Companies balked at requests to build a tower to provide broadband service there, saying they could not justify the cost, he said. Finally, one company agreed to build a tower. Before long, competitors also built towers in the area.
“The point I want to get across is that we’re all in this together,” Kalk said. “If we communicate, maybe we can help resolve the issues.”
Some companies are responding to the challenge, according to Kalk.
Midcontinent Communications, for example, has been expanding its broadband services and its service territory.
AT&T also is making major investments in expanding its broadband capabilities, according to Mark Giga, senior public relations consultant.

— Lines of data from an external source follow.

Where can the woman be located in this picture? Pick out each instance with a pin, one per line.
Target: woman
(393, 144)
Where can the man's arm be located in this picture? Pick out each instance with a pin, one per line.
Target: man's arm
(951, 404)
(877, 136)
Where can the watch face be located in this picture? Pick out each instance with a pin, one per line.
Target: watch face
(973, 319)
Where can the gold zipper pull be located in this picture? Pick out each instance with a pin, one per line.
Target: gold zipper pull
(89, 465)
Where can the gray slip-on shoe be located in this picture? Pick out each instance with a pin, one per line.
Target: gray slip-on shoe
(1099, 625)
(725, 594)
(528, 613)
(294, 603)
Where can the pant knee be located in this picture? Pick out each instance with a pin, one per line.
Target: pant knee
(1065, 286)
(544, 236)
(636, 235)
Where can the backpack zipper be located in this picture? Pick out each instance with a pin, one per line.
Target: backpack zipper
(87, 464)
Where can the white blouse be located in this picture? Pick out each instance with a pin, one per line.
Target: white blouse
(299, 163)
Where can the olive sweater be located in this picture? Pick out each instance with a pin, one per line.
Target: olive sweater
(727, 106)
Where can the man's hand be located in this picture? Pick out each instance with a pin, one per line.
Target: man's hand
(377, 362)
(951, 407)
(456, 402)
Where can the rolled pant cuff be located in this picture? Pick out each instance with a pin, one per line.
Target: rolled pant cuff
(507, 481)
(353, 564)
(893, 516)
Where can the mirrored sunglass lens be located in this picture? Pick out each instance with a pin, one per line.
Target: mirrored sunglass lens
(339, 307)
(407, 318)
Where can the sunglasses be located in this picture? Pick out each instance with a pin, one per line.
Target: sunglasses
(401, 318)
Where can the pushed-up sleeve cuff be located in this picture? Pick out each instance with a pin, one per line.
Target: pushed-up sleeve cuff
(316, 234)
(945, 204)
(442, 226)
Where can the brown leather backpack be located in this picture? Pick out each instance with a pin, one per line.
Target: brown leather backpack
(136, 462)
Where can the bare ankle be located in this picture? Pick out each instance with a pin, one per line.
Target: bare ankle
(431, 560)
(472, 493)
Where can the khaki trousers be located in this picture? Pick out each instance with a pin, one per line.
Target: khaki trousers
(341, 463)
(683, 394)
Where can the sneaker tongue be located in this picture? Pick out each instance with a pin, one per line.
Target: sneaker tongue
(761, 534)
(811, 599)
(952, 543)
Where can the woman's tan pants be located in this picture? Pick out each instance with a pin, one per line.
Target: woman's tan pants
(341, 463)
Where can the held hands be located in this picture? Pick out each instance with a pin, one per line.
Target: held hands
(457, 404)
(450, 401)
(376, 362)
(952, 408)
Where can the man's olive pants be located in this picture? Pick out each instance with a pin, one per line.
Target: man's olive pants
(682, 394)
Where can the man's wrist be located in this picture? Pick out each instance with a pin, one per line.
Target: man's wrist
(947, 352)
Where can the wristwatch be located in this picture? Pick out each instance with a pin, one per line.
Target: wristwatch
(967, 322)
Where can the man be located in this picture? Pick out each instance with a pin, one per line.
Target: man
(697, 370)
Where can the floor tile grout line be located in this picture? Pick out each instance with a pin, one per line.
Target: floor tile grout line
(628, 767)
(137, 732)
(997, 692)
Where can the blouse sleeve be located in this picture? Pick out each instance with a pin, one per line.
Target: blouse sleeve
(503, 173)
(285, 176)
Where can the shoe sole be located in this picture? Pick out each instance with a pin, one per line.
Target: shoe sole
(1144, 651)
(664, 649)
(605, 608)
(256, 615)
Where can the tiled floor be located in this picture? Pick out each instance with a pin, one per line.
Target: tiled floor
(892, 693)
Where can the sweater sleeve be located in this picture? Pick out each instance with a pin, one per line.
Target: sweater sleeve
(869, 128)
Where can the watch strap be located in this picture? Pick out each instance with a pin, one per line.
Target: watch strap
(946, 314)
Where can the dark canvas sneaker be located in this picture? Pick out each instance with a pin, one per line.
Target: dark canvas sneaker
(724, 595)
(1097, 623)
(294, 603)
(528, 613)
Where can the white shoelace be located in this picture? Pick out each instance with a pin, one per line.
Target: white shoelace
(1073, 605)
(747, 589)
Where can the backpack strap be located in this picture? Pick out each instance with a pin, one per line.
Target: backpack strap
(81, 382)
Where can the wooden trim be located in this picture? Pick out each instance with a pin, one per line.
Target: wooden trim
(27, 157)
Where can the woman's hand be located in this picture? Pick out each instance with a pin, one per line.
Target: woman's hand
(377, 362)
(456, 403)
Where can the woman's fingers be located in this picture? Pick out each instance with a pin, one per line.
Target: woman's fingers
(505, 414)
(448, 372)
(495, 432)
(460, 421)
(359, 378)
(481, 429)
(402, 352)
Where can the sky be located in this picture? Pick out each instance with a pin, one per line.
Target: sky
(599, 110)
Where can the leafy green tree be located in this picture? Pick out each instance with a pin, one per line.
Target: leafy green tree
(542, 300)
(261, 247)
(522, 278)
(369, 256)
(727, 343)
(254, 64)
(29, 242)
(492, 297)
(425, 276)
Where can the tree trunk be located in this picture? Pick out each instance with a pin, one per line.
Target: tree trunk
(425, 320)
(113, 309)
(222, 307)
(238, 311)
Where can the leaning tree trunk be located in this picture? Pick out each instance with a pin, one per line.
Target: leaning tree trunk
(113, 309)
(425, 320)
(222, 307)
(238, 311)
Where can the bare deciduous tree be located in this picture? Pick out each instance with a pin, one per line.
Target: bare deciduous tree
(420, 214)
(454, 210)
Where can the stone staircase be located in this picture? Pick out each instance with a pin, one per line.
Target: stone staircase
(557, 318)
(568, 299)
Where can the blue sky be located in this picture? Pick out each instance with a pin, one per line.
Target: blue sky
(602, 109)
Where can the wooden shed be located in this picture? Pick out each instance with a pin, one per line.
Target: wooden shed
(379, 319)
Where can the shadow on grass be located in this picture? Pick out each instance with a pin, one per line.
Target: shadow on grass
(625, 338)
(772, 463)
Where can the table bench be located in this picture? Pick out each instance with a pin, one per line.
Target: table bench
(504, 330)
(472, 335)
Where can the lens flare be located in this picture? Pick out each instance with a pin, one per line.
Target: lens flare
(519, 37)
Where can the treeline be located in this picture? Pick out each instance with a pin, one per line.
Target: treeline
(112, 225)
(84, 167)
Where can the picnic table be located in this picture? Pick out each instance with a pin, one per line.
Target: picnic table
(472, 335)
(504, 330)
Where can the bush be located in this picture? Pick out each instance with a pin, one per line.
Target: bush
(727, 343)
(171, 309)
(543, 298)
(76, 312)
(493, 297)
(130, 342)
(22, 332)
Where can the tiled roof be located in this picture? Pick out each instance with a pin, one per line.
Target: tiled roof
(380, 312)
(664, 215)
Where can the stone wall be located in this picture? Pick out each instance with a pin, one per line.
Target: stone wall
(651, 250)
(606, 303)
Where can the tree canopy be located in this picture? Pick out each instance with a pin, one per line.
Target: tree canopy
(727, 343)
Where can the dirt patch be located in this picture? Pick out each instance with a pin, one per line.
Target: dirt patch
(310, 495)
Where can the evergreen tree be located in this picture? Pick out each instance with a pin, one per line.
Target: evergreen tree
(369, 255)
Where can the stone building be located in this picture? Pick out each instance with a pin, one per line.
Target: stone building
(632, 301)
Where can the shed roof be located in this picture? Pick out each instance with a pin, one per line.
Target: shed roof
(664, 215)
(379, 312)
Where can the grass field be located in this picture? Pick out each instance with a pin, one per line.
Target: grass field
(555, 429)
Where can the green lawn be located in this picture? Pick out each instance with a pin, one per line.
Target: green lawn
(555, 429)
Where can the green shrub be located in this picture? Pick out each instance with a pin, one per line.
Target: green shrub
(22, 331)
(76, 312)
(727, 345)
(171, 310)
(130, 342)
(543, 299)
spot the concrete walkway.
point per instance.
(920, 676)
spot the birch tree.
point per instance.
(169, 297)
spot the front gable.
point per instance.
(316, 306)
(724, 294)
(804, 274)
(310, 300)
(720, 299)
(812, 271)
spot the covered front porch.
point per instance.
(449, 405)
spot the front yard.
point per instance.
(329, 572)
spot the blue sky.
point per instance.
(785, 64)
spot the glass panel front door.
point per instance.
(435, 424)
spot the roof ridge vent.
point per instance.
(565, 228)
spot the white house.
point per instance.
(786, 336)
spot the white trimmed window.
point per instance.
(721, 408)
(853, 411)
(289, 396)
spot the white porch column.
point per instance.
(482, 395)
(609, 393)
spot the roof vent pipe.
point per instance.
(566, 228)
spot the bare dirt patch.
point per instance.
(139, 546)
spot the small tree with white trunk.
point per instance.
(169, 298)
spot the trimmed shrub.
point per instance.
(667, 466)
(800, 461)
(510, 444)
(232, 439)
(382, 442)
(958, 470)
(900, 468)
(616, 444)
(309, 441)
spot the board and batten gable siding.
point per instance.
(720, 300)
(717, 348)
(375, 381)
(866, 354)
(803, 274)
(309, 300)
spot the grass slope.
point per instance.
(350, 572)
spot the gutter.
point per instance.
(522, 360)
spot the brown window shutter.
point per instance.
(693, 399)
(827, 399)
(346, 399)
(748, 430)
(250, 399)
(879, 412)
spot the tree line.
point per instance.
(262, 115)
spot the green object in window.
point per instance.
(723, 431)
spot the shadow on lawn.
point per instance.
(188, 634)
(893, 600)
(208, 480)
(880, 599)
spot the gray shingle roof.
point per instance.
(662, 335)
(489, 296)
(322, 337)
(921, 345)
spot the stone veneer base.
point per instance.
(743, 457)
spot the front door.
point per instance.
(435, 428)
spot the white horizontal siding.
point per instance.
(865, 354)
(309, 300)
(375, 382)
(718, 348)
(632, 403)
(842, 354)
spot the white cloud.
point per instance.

By the end of 2014, its wireless network is expected to reach 300 million people in the country, including the Dakotas, Minnesota and Iowa.
It’s not just the large corporations.
Invisimax, a regional telecommunications company based in Warren, Minn., is trying to fill the void left by the latest-developing digital divide in the northeastern North Dakota, according to Dave Giles, a company co-owner.
“We just learned of this situation and opportunity,” he said. “We’re doing what we can to serve people who are going to lose an option for Internet service.”
Invisimax, which serves an area that stretches from the Canadian border to N.D. Highway 200 in eastern North Dakota, already serves some portions of rural Grand Forks County.
However, its technology relies on communication towers to provide line-of-sight access to potential customers, because of trees or other obstructions. He said the company is working fast to try to lease tower space to expand its potential reach.
But like the larger communication companies, Invisimax does not receive federal subsidies. So, expansion is a business decision, he said. And weather is a factor.
“To build a new tower before freeze-up is not feasible right now,” he said. “But we’re trying, to see what we can do.”
Owen Dahl, the welding shop owner from rural Northwood, hopes that some company finds the answer soon. The options available to him now are about twice as expensive as what he has been paying.
“If you don’t have many options, it becomes pretty much like a monopoly,” he said. “The price gets higher and the service gets worse. Pretty soon, you’re almost forced to move to town, because you don’t have any options out in the country.”